Isto, quando o tempo começa a escassear para uma resposta às pessoas onde ainda não chegou qualquer ajuda e que o ministro do Ambiente e da terra, Celso Correia, em conferência de imprensa, definiu como uma "corrida contra o tempo" para significar que a vida de muitas das pessoas que subsistem nos telhados e nas árvores pode estar por um fio.
"A nossa maior luta é contra o relógio", disse o governante na quarta-feira, na conferência de imprensa onde garantiu que todos os meios disponíveis no país estão colocados no esforço de salvar pessoas, 24 sobre 24 horas, tendo já sido resgatadas mais de três mil pessoas.
Para já foram contabilizadas 220 mortes, embora seja de esperar bastantes mais á medida que corpos são encontrados com o baixar das águas e com a chegada das equipas aos sítios mais distantes.
E ainda porque, como lembrou um dos responsáveis do PAM, "ainda ninguém sabe ao certo quantas pessoas estão por socorrer" na vasta região afectada que é, ao mesmo tempo, uma das áreas mais densamente povoadas de Moçambique, com a cidade da Beira, a 4ª maior do país, no centro desta geografia trágica onde as pessoas, apesar de estarem habituadas a estes fenómenos climatéricos - Moçambique é um dos países do mundo mais expostos aos efeitos das alterações climáticas - nunca tinham visto nada com estas dimensões e força destruidora.

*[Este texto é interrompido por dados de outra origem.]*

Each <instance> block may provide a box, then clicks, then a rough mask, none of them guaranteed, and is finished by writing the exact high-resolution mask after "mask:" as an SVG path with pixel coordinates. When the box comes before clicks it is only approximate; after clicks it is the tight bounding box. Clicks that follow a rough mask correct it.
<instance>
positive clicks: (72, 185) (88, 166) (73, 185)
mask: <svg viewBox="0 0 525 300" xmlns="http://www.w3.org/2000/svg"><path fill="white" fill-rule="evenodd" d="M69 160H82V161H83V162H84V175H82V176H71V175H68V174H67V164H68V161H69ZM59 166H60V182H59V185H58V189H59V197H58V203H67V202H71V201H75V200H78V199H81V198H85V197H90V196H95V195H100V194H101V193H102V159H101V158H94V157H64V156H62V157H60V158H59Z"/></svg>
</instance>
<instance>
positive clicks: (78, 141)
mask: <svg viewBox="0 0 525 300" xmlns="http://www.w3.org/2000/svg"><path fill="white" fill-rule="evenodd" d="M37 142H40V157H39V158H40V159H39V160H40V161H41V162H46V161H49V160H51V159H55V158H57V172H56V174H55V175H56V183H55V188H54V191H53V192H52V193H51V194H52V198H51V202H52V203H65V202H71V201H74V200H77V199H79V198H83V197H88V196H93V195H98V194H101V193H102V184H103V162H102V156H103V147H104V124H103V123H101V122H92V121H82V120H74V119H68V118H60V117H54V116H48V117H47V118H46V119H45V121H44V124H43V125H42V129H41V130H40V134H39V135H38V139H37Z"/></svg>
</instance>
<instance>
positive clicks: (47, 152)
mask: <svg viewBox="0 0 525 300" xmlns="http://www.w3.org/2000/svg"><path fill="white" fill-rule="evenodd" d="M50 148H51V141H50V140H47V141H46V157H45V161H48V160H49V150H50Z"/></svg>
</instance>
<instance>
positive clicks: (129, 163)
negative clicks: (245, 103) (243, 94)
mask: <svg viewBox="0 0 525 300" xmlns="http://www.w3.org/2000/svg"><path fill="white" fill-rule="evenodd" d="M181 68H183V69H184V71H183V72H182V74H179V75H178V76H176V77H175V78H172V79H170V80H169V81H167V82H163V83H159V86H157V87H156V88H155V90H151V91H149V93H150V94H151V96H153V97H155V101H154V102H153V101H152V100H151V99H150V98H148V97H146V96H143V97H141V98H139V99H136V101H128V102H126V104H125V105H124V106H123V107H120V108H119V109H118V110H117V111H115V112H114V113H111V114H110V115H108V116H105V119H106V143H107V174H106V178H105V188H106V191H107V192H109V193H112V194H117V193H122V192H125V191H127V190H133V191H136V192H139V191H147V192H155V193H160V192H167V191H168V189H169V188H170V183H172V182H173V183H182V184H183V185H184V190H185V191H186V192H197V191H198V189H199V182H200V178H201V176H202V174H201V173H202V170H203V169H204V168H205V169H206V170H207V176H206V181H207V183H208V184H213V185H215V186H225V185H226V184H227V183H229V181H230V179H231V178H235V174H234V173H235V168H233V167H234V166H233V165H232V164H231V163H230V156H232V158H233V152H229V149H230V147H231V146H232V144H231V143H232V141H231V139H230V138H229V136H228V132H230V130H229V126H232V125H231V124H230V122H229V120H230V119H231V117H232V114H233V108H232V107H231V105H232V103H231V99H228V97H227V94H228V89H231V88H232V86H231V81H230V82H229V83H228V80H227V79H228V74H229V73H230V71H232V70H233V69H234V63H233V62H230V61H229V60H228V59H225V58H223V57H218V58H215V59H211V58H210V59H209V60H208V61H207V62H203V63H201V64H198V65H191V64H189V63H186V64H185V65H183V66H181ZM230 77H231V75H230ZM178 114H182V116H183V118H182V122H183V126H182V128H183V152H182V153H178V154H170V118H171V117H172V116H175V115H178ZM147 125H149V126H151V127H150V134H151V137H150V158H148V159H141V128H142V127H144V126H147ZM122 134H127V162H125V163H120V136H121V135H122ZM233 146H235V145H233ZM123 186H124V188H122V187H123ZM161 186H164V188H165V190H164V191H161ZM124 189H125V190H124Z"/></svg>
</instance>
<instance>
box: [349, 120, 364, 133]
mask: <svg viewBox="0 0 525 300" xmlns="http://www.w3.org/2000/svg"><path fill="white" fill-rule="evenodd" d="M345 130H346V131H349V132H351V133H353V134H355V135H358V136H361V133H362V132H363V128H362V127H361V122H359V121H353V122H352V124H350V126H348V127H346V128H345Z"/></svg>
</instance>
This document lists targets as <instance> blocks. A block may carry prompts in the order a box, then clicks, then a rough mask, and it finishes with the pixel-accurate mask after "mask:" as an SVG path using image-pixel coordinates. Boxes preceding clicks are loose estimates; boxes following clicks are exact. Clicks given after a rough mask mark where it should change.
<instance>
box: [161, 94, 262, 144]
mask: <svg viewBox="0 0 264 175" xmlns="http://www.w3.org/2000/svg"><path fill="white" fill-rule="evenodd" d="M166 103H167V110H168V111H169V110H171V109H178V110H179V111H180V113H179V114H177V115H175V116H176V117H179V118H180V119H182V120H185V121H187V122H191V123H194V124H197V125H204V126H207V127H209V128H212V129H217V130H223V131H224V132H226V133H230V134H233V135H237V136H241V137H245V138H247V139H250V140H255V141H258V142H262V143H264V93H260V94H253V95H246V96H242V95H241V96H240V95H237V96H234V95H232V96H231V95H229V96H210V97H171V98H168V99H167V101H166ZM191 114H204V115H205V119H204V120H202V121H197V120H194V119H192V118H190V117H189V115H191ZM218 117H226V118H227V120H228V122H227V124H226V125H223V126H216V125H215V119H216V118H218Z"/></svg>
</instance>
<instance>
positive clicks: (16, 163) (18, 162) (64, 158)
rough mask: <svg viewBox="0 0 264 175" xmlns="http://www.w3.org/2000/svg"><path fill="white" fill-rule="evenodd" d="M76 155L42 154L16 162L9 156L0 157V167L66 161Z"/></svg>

Muitas das pessoas penduradas em árvores têm de, para além de lutar contra a fome e a sede, lidar com cobras, algumas venenosas, que buscam igualmente segurança nos mesmos locais, enquanto não são recolhidas por helicópteros ou em embarcações das equipas de socorro.
Uma das descrições mais dramáticas foi feita ao The Guardian por Travis Trower, da ONG sul-africana "Rescue South Africa", que afirmou nunca ter visto água subir tão depressa, tanta gente em cima de árvores e de telhados, mães com os filhos nos braços a atirá-los para os nossos braços em desespero.
"Quando atravessamos uma vila deparamo-nos com centenas de pessoas em cima de telhados e em cima de árvores, no dia seguinte, essa mesma localidade tinha desaparecido completamente, apenas o topo das árvores eram visíveis", descreveu Trower, ficando por responder à dramática questão: onde estão aquelas pessoas todas?
"Há uma imensa urgência para chegar às pessoas. Tendo em conta o tamanho do lago formado pelas cheias, como se vê nas imagens de satélite, temos de nos questionar para onde foram todas as pessoas que habitavam nesta área agora submersa sob metros de água?", disse ainda o sul-africano.
Para já, enquanto reforços oriundos de vários países e de organizações internacionais vão chegando, as equipas já no local criaram dezenas de centros de acolhimento em escolas e outras instalações públicas até que sejam escolhidos os locais para erguer campos mais extensos para acolher as dezenas de milhares de pessoas que ficaram sem nada e que vão precisar de absolutamente tudo.
As Nações Unidas precisam, só para a ajuda de emergência nas áreas mais afectadas, 40 milhões de dólares
O ciclone Idai atingiu com grande intensidade as províncias de Manica e Sofala, em Moçambique, mas provou também fortes estragos no Zimbabué e Malawi.
Entretanto, de acordo com o PAM, a passagem do ciclone pelos três países, Moçambique, Zimbabué e Malawi, cerca de 3 milhões de pessoas foram afectadas.
No Zimbabué a situação é particularmente difícil no distrito de Chimanimani, no este do país, onde 90% da região sofreu "danos significativos" e o país carece de cinco milhões de dólares para financiar a ajuda alimentar de urgência à população mais afectada, e no Maláui a resposta rápida exige doações na ordem dos 10 milhões de dólares.